Satizabal, C. L., Adams, H. H. H., Hibar, D. P., White, C. C., Knol, M. J., Stein, J. L., et al. (2019). Genetic architecture of subcortical brain structures in 38,851 individuals. NATURE GENETICS, 51(11), 1624-1636. doi:10.1038/s41588-019-0511-y.


Cite as: http://hdl.handle.net/21.11116/0000-0009-6567-2
Abstract
Subcortical brain structures are integral to motion, consciousness, emotions and learning. We identified common genetic variation related to the volumes of the nucleus accumbens, amygdala, brainstem, caudate nucleus, globus pallidus, putamen and thalamus, using genome-wide association analyses in almost 40,000 individuals from CHARGE, ENIGMA and UK Biobank.
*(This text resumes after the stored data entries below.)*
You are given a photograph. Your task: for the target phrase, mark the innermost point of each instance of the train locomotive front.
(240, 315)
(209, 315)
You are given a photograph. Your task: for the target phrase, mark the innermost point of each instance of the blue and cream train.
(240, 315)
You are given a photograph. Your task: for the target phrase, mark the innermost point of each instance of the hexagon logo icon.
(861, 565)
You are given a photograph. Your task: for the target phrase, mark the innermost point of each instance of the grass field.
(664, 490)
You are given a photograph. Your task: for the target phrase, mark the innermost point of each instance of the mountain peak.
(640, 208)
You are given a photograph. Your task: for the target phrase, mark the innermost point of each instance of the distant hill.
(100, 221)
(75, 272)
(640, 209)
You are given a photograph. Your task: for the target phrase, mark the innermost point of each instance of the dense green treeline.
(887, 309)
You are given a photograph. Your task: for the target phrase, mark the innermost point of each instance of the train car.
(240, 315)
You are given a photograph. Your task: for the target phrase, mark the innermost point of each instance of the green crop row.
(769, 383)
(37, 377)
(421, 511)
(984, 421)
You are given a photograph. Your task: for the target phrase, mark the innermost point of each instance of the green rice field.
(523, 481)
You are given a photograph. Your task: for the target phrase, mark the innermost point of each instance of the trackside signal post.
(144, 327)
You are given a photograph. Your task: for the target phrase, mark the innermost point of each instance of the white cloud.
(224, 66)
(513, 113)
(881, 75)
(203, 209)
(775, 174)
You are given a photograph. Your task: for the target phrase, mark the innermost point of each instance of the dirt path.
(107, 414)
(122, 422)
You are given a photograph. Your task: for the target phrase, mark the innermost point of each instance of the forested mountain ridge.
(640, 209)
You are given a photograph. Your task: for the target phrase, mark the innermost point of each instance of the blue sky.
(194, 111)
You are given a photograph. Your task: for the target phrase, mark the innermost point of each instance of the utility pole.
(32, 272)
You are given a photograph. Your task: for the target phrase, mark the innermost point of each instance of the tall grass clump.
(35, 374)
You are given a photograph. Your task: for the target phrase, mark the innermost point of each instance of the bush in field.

We show that variability in subcortical volumes is heritable, and identify 48 significantly associated loci (40 novel at the time of analysis). Annotation of these loci by utilizing gene expression, methylation and neuropathological data identified 199 genes putatively implicated in neurodevelopment, synaptic signaling, axonal transport, apoptosis, inflammation/infection and susceptibility to neurological disorders. This set of genes is significantly enriched for Drosophila orthologs associated with neurodevelopmental phenotypes, suggesting evolutionarily conserved mechanisms. Our findings uncover novel biology and potential drug targets underlying brain development and disease.